Having been defeated on February 23, the meeting of the Lima Group of countries in Bogotá the following morning was a further setback. Let us remember that the Lima Group (more accurately known as the “Lima Cartel”) is an ad-hoc group of countries created with the explicit aim of overthrowing the Venezuelan government when the US could not get enough votes at the Organisation of American States for its bellicose resolutions. Before the meeting even started, there were public statements by Chile, Brazil and Paraguay explicitly ruling out military intervention.

The case of Brazil is noteworthy because there is a major split within Bolsonaro’s cabinet, and between him and the Armed Forces. Under pressure from the generals and his own vice-president, General Hamilton Mourão, the far-right president has been forced to retreat from several of his public statements, specifically, support for the transfer of the Brazilian embassy to Jerusalem and granting the US army access to a military base in Brazil. When the Lima Group decided in January to cut off all contact with the Venezuelan armed forces, the Brazilians kept communication lines open. The Brazilian army went as far as vetoing the presence of US soldiers in the border with Venezuela as part of the so-called “humanitarian aid” operation on 23 February.
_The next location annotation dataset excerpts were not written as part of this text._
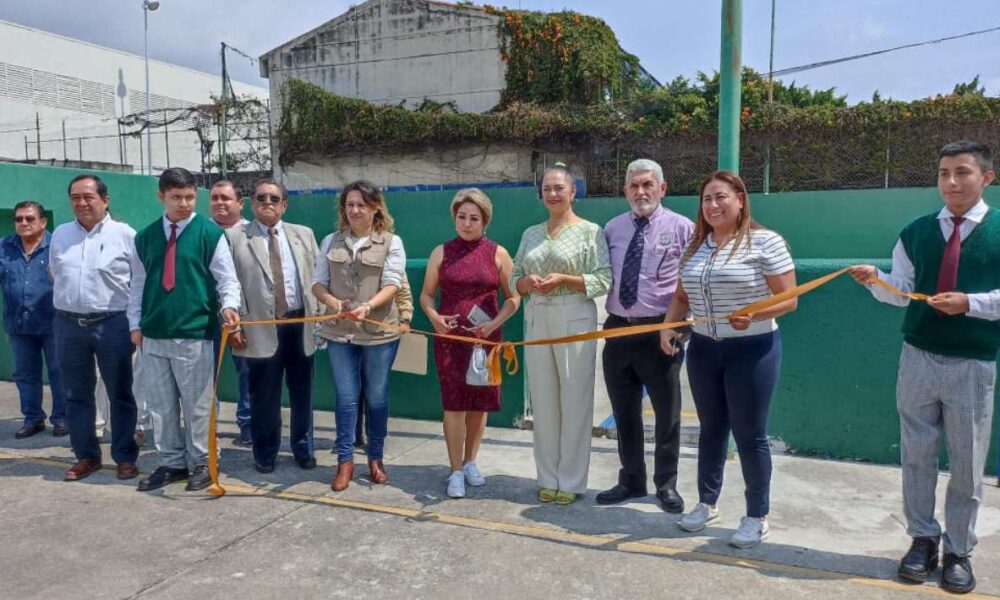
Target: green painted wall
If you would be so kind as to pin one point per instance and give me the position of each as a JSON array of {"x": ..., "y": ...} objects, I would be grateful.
[{"x": 837, "y": 390}]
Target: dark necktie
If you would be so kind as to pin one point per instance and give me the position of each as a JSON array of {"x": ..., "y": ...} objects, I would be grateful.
[
  {"x": 170, "y": 259},
  {"x": 628, "y": 291},
  {"x": 948, "y": 275},
  {"x": 277, "y": 273}
]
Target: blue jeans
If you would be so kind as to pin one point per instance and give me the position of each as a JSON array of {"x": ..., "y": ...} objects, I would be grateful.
[
  {"x": 358, "y": 369},
  {"x": 77, "y": 348},
  {"x": 243, "y": 397},
  {"x": 28, "y": 350},
  {"x": 732, "y": 381}
]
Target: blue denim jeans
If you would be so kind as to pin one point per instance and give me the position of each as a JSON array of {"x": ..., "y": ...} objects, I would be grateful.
[
  {"x": 361, "y": 369},
  {"x": 243, "y": 397},
  {"x": 77, "y": 348},
  {"x": 28, "y": 350},
  {"x": 732, "y": 381}
]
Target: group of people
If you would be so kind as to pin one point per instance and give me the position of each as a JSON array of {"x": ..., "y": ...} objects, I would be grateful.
[{"x": 166, "y": 289}]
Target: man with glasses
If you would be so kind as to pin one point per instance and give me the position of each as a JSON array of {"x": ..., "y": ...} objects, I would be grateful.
[
  {"x": 27, "y": 319},
  {"x": 90, "y": 265},
  {"x": 226, "y": 205},
  {"x": 274, "y": 262}
]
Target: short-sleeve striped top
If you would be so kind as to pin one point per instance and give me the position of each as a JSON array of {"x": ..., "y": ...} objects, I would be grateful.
[{"x": 719, "y": 281}]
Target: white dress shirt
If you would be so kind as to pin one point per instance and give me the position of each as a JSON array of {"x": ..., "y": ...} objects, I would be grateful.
[
  {"x": 289, "y": 272},
  {"x": 985, "y": 305},
  {"x": 91, "y": 269},
  {"x": 221, "y": 266}
]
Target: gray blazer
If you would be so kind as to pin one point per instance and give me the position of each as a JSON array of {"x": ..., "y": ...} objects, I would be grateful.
[{"x": 253, "y": 269}]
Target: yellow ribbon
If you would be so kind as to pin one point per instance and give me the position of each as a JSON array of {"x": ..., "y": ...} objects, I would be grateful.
[{"x": 506, "y": 349}]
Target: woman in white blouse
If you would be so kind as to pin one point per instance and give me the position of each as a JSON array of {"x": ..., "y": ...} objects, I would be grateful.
[{"x": 733, "y": 365}]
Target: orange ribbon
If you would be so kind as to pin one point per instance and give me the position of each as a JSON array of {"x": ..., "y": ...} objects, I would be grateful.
[{"x": 506, "y": 349}]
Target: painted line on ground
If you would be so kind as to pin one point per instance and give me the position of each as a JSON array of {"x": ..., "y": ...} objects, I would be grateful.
[{"x": 568, "y": 537}]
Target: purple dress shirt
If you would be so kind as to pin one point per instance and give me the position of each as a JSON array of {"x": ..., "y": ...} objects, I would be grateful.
[{"x": 665, "y": 238}]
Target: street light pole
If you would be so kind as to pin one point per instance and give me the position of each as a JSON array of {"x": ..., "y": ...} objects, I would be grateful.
[{"x": 147, "y": 6}]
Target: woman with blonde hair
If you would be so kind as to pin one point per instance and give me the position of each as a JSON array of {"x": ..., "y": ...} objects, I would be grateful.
[
  {"x": 467, "y": 271},
  {"x": 360, "y": 268},
  {"x": 733, "y": 365}
]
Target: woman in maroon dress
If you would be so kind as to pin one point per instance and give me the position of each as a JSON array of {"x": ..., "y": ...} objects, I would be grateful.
[{"x": 468, "y": 271}]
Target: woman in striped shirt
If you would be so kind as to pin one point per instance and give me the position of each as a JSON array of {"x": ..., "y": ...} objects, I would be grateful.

Contrary to the attitude of the Colombian state, which turned a blind eye and even helped the opposition rioters on the border with Venezuela, the Brazilians contained them and prevented clashes. The reason is not that the Brazilian generals are in any way progressive, nor that they stand by the principle of sovereignty, but rather they understand that any major conflict in Venezuela, including the possibility of a civil war, could have a major impact on Brazil, with which it shares a large and inhospitable border. The last thing the Brazilian generals want is accidentally getting sucked into a major armed conflict in Venezuela, which they know would not be a simple affair.

Faced with such reluctance, the Bogotá meeting on 25 February ended with a statement that used strong words of condemnation and issued unspecified threats, but did not contain any serious commitment to the next steps in the “regime change” operation. The US announced the inclusion of a few more Venezuelan officials on their sanctions list, including four regional governors. Hardly the “military intervention now” that the opposition demanded.

Media reports have talked of recriminations from Mike Pence (who had cut off his trip to South Korea to attend the meeting) to Guaidó. According to one report, Pence told Guaidó that “everything was failing in the offensive against the chavista regime, the biggest complaint was because of the continued loyalty of the armed forces to Maduro.” Apparently, Guaidó had promised the US that if they were to get “the main world leaders to recognise him… at least half of the high ranking officers would defect. It didn’t happen.” The other main criticism was regarding the Venezuelan opposition’s appraisal that Maduro’s “social base had disintegrated. The crisis revealed that support for the government has in fact diminished, but is not inexistent”.